6.14 Removal of Unacceptable Encumbrances. The Seller shall not be obligated to bring any action or proceeding, to make any payments or otherwise to incur any expense in order to eliminate Unacceptable Encumbrances not waived by the Purchaser or to arrange for title insurance insuring against enforcement of such Unacceptable Encumbrances against, or collection of the same out of, the Premises and Option Property; except that the Seller shall satisfy, by the Closing Date, in the case of the Premises Unacceptable Encumbrances which are (i) mortgages made by Seller and past due real estate taxes and assessments secured by or affecting the Property, (ii) consensual judgments against the Seller or other consensual monetary Liens secured by or affecting the Premises or Option Property, and (iii) other judgments against the Seller or other monetary Liens secured by or affecting the Premises or Option Property which judgments and other Liens can be satisfied by payment of liquidated amounts not to exceed $250,000 in the aggregate for all such judgments and other Liens. The Seller may eliminate any such Unacceptable Encumbrance by the payment of amounts necessary to cause the removal thereof of record, by bonding over such Unacceptable Encumbrance in a manner reasonably satisfactory to the Purchaser or by arranging for title insurance reasonably satisfactory to the Purchaser insuring against enforcement of such Unacceptable Encumbrance against, or collection of the same out of, the Property.
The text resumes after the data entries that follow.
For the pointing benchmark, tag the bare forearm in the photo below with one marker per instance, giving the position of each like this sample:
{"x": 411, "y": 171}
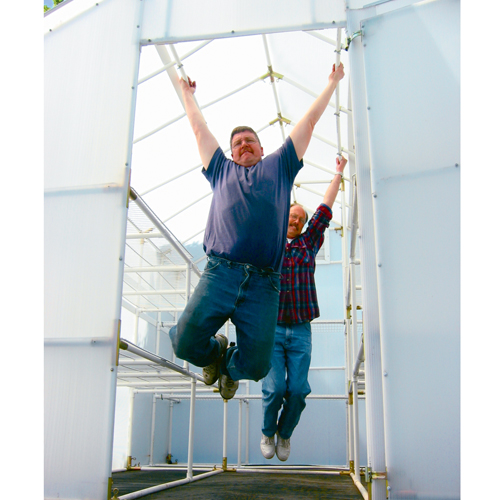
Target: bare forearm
{"x": 207, "y": 143}
{"x": 332, "y": 190}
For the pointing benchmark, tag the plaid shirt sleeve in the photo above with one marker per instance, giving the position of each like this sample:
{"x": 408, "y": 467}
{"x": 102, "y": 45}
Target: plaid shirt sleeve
{"x": 298, "y": 300}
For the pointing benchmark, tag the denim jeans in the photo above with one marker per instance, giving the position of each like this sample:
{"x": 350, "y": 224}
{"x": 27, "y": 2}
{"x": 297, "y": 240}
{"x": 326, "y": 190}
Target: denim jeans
{"x": 286, "y": 384}
{"x": 240, "y": 292}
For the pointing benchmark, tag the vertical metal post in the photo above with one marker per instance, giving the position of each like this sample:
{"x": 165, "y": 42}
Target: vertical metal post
{"x": 191, "y": 429}
{"x": 375, "y": 428}
{"x": 224, "y": 438}
{"x": 153, "y": 419}
{"x": 130, "y": 425}
{"x": 170, "y": 415}
{"x": 240, "y": 417}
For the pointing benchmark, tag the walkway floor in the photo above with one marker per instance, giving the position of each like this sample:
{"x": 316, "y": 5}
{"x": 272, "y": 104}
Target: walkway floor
{"x": 240, "y": 486}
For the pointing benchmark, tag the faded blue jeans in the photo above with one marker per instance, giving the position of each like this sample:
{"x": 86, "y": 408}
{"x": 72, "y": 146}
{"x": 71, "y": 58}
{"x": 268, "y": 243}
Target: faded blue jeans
{"x": 240, "y": 292}
{"x": 286, "y": 384}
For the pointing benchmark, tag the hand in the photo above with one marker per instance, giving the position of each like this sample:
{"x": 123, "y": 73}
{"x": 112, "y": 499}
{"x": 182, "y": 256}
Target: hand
{"x": 187, "y": 86}
{"x": 337, "y": 73}
{"x": 341, "y": 163}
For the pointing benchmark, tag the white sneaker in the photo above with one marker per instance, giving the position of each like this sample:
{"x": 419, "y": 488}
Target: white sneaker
{"x": 282, "y": 448}
{"x": 267, "y": 446}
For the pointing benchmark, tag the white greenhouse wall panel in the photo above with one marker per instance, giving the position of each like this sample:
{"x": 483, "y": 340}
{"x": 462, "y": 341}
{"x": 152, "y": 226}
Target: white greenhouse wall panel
{"x": 91, "y": 60}
{"x": 412, "y": 68}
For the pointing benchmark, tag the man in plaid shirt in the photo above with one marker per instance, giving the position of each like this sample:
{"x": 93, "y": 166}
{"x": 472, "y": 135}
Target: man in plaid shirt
{"x": 285, "y": 387}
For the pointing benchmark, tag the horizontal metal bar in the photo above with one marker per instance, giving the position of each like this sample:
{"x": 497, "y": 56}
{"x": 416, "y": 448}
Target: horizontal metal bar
{"x": 157, "y": 292}
{"x": 164, "y": 231}
{"x": 233, "y": 33}
{"x": 143, "y": 236}
{"x": 155, "y": 269}
{"x": 128, "y": 346}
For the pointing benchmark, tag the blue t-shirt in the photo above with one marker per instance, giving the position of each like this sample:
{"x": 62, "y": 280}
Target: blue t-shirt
{"x": 248, "y": 218}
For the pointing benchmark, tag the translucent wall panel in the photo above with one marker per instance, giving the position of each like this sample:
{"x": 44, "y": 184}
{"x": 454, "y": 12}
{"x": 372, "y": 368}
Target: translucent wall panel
{"x": 412, "y": 86}
{"x": 173, "y": 20}
{"x": 91, "y": 59}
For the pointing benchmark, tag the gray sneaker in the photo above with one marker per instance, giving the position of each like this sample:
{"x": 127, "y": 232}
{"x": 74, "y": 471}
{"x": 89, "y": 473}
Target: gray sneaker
{"x": 211, "y": 372}
{"x": 267, "y": 446}
{"x": 227, "y": 386}
{"x": 282, "y": 448}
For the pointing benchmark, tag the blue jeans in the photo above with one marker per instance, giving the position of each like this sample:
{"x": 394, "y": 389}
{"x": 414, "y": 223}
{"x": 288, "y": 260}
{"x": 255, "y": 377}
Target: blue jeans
{"x": 240, "y": 292}
{"x": 286, "y": 384}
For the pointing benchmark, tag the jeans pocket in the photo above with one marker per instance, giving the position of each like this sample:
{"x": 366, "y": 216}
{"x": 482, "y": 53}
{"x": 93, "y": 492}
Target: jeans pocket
{"x": 212, "y": 264}
{"x": 275, "y": 282}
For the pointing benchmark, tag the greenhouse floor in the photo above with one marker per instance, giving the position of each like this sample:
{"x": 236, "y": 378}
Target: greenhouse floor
{"x": 233, "y": 485}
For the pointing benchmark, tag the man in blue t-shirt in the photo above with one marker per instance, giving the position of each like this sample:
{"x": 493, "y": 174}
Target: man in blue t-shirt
{"x": 241, "y": 280}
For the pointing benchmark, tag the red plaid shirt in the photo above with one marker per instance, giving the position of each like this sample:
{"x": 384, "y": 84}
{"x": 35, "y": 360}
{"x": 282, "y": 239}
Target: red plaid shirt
{"x": 298, "y": 300}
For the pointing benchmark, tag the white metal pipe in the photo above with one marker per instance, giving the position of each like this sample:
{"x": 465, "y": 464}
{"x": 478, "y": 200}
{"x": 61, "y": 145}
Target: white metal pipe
{"x": 282, "y": 470}
{"x": 151, "y": 444}
{"x": 273, "y": 84}
{"x": 163, "y": 230}
{"x": 247, "y": 427}
{"x": 153, "y": 292}
{"x": 170, "y": 416}
{"x": 360, "y": 487}
{"x": 355, "y": 428}
{"x": 126, "y": 345}
{"x": 240, "y": 417}
{"x": 130, "y": 423}
{"x": 162, "y": 309}
{"x": 191, "y": 430}
{"x": 165, "y": 486}
{"x": 224, "y": 436}
{"x": 154, "y": 269}
{"x": 172, "y": 63}
{"x": 371, "y": 320}
{"x": 321, "y": 37}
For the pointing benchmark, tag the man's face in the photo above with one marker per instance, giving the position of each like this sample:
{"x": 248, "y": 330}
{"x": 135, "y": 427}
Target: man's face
{"x": 296, "y": 222}
{"x": 245, "y": 149}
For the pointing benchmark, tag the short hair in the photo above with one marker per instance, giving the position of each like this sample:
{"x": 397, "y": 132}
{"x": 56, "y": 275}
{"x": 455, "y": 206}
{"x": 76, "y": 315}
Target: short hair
{"x": 299, "y": 205}
{"x": 242, "y": 128}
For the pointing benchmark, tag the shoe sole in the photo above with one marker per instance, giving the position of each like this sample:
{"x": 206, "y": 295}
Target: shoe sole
{"x": 217, "y": 363}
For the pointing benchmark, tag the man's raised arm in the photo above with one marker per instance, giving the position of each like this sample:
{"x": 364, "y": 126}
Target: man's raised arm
{"x": 207, "y": 143}
{"x": 302, "y": 132}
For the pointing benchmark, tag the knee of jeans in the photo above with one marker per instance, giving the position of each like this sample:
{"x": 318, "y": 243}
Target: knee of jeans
{"x": 299, "y": 395}
{"x": 259, "y": 372}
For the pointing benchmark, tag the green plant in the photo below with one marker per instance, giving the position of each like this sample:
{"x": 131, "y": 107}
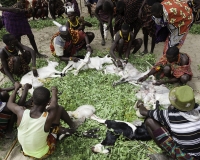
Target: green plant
{"x": 195, "y": 29}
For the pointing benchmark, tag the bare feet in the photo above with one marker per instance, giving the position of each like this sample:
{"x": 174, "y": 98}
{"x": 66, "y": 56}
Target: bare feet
{"x": 144, "y": 52}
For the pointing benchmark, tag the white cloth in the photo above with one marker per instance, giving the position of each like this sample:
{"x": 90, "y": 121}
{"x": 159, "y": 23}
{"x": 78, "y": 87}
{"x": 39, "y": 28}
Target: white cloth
{"x": 192, "y": 116}
{"x": 59, "y": 44}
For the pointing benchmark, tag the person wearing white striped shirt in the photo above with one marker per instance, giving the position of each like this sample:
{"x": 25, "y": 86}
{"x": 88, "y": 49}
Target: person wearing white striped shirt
{"x": 176, "y": 130}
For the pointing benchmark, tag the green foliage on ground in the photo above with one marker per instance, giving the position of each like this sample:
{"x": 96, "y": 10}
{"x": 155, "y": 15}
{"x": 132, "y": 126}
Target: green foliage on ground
{"x": 7, "y": 3}
{"x": 117, "y": 103}
{"x": 195, "y": 29}
{"x": 95, "y": 88}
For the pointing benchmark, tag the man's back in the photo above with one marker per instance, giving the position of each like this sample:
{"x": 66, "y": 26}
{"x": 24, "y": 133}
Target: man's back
{"x": 32, "y": 136}
{"x": 183, "y": 126}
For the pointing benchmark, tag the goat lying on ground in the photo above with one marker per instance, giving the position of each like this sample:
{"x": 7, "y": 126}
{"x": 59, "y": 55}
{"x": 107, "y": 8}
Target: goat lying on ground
{"x": 148, "y": 92}
{"x": 93, "y": 63}
{"x": 44, "y": 72}
{"x": 126, "y": 129}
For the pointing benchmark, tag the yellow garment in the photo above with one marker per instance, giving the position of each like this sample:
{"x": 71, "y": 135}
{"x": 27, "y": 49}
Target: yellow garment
{"x": 31, "y": 135}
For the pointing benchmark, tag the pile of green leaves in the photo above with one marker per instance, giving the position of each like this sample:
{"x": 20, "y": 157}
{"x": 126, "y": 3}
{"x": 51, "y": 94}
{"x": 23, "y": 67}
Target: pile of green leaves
{"x": 95, "y": 88}
{"x": 195, "y": 29}
{"x": 116, "y": 103}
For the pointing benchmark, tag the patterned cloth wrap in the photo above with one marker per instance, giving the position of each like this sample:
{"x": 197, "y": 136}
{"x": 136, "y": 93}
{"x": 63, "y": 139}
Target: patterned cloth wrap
{"x": 167, "y": 143}
{"x": 77, "y": 42}
{"x": 176, "y": 70}
{"x": 179, "y": 14}
{"x": 51, "y": 142}
{"x": 41, "y": 6}
{"x": 24, "y": 64}
{"x": 4, "y": 119}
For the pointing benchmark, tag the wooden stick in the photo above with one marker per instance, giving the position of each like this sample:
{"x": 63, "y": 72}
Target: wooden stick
{"x": 10, "y": 150}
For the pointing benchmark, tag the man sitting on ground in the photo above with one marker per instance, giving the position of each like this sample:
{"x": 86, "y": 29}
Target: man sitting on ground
{"x": 124, "y": 42}
{"x": 56, "y": 7}
{"x": 7, "y": 118}
{"x": 14, "y": 63}
{"x": 176, "y": 130}
{"x": 38, "y": 128}
{"x": 67, "y": 42}
{"x": 174, "y": 65}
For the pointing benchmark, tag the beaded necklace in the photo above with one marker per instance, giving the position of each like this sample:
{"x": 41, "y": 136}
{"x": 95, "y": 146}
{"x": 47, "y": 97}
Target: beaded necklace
{"x": 129, "y": 36}
{"x": 9, "y": 50}
{"x": 74, "y": 25}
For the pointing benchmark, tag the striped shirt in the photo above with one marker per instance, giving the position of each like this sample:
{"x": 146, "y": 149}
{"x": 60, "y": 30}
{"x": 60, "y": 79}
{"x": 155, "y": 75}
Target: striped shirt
{"x": 184, "y": 132}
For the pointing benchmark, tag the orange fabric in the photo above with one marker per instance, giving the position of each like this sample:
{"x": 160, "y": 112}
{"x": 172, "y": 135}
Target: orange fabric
{"x": 177, "y": 70}
{"x": 179, "y": 14}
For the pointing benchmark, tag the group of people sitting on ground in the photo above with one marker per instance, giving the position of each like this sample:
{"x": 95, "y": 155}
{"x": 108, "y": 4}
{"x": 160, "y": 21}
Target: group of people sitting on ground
{"x": 166, "y": 127}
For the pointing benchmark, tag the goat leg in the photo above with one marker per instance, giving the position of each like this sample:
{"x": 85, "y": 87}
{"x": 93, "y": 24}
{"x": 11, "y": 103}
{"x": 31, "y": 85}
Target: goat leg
{"x": 123, "y": 80}
{"x": 98, "y": 119}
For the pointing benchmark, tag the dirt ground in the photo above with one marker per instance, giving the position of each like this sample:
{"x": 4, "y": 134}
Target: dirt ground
{"x": 43, "y": 36}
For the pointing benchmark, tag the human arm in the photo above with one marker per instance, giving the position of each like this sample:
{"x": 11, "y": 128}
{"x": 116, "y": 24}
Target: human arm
{"x": 112, "y": 50}
{"x": 97, "y": 9}
{"x": 159, "y": 115}
{"x": 12, "y": 106}
{"x": 142, "y": 79}
{"x": 172, "y": 80}
{"x": 89, "y": 49}
{"x": 10, "y": 9}
{"x": 22, "y": 99}
{"x": 52, "y": 109}
{"x": 140, "y": 10}
{"x": 127, "y": 53}
{"x": 5, "y": 66}
{"x": 7, "y": 89}
{"x": 143, "y": 111}
{"x": 33, "y": 56}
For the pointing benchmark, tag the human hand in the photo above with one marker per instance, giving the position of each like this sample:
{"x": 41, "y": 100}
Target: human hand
{"x": 54, "y": 89}
{"x": 89, "y": 49}
{"x": 140, "y": 14}
{"x": 27, "y": 86}
{"x": 157, "y": 83}
{"x": 126, "y": 60}
{"x": 119, "y": 63}
{"x": 142, "y": 79}
{"x": 17, "y": 85}
{"x": 35, "y": 73}
{"x": 139, "y": 103}
{"x": 75, "y": 59}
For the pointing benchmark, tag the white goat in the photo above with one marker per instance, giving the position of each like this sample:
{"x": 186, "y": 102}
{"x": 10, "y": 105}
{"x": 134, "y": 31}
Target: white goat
{"x": 148, "y": 92}
{"x": 93, "y": 63}
{"x": 44, "y": 72}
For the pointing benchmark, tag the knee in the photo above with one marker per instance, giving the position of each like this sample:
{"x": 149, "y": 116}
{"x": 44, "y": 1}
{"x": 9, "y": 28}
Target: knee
{"x": 140, "y": 41}
{"x": 16, "y": 59}
{"x": 185, "y": 78}
{"x": 4, "y": 96}
{"x": 121, "y": 42}
{"x": 167, "y": 70}
{"x": 149, "y": 122}
{"x": 30, "y": 36}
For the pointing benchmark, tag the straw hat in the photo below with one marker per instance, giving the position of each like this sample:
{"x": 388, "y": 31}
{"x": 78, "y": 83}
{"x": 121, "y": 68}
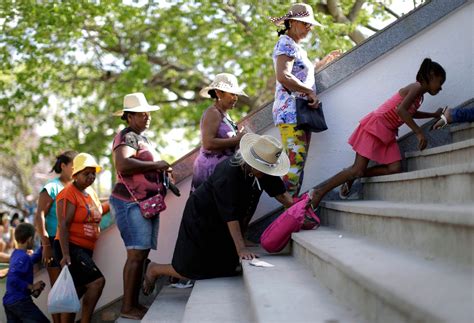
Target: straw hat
{"x": 136, "y": 102}
{"x": 264, "y": 153}
{"x": 82, "y": 161}
{"x": 225, "y": 82}
{"x": 299, "y": 11}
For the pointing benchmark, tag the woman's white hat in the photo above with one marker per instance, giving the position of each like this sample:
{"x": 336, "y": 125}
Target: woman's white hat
{"x": 136, "y": 102}
{"x": 264, "y": 153}
{"x": 299, "y": 11}
{"x": 225, "y": 82}
{"x": 82, "y": 161}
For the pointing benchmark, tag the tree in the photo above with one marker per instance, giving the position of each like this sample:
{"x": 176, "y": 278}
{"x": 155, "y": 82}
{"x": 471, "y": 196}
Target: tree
{"x": 86, "y": 56}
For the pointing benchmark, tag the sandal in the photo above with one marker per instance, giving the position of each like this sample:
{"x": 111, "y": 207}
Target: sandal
{"x": 442, "y": 122}
{"x": 135, "y": 317}
{"x": 344, "y": 188}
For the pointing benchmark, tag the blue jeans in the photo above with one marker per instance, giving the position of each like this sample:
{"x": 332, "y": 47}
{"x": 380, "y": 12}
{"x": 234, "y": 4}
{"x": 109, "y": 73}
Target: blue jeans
{"x": 136, "y": 231}
{"x": 24, "y": 311}
{"x": 462, "y": 115}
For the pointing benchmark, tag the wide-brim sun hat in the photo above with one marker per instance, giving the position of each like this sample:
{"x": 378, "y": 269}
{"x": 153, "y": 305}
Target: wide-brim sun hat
{"x": 265, "y": 154}
{"x": 299, "y": 11}
{"x": 83, "y": 161}
{"x": 225, "y": 82}
{"x": 136, "y": 102}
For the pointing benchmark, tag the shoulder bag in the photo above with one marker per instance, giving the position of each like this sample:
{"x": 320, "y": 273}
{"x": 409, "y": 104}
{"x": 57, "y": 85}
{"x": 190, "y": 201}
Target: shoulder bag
{"x": 152, "y": 206}
{"x": 309, "y": 119}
If the Seller fails to eliminate any Unacceptable Encumbrance referred to in clause (i), (ii) or (iii) above, in accordance with the procedures set


forth in the immediately preceding sentence, the Purchaser may either (a) terminate this Contract and be repaid the Deposit and all interest accrued thereon and Seller reimburse Purchaser for its Expenses (as hereinafter defined) or (b) proceed to closing and withhold from the Purchase Price such amounts reasonably necessary (subject in cases under clause (iii) above to the $250,000 limitation set forth in this Section 6.14) to cause the removal thereof of record.

 

6.15 Title Notice. Seller shall provide notice (“Seller’s Title Notice”) to Purchaser within five (5) Business Days after receipt of Purchaser’s title objection notice advising Purchaser whether it will cure any Unacceptable Encumbrance (other than any Unacceptable Encumbrance which it is obligated to cure under Section 6.14(i), (ii) or (iii) above). If Seller is unable or elects not to cure any Unacceptable Exception, Purchaser shall have ten (10) days from the date of receipt of Seller’s Title Notice (but no later than the Closing Date) to either (i) terminate this Contract and all of its rights hereunder by written notice to Seller, or (ii) to waive its objection to such unacceptable encumbrance and thereby render it a Permitted Exception. If Purchaser does not provide Seller with written notice of its termination of this Contract within such ten (10) day period (but not later than the Closing Date), then Purchaser shall be conclusively deemed to have waived any and all objections to such Unacceptable Encumbrance. The matters set forth in Section 6.14(i), (ii) and (iii) above shall automatically be deemed to be Unacceptable Encumbrances for which no title objection notice need be given by Purchaser to Seller.

 

6.16 Options Upon Failure to Remove Unacceptable Liens. If the Seller is unable or unwilling (and is not otherwise obligated pursuant to Section 6.14) to eliminate all Unacceptable Encumbrances relating to the Property not waived by the Purchaser (including, without limitation, by deemed waiver under Section 6.15), or to bond over in a manner reasonably satisfactory to the Purchaser any Unacceptable Encumbrances not waived (including, without limitation, by deemed waiver under Section 6.15), by the Purchaser, or to arrange for title insurance reasonably acceptable to the Purchaser insuring against enforcement of such Unacceptable Encumbrances against, or collection of the same out of, the Property, and to convey title in accordance with the terms of this Contract on or before the Closing Date (whether or not the Closing is adjourned as provided in Section 6.13), the Purchaser shall elect on the Closing Date, as its sole remedy for such inability of the Seller, either (i) to terminate this Contract by notice given to the Seller, in which event the Deposit (and all interest thereon shall be paid to Purchaser) and neither party shall have any further obligations under this Contract other than those expressly made to survive, or (ii) to accept title subject to such Unacceptable Encumbrances and receive no credit against, or reduction of, the Purchase Price.

 

6.17 CCR Estoppels. On or prior to the Due Diligence Termination Date, Purchaser shall identify to Seller in writing any and all estoppel certificates, in form and substance satisfactory to Purchaser and the Title Company, from the declarant, association, committee, agent or other person or entity having governing or approval rights under any covenants, conditions and restrictions or similar instruments governing the use, operation, maintenance, management or improvement of the Premises that Purchaser shall require in order to close. If Seller fails to obtain any such estoppel, Seller may (but shall have no obligation to) substitute its own estoppel in favor of Purchaser. If any such estoppel is not obtained and not covered by a Seller estoppel, then Purchaser may terminate this Contract, in which case the Deposit and all interest earned thereon shall be returned to Purchaser and neither party shall have any further obligations hereunder other than those expressly surviving termination.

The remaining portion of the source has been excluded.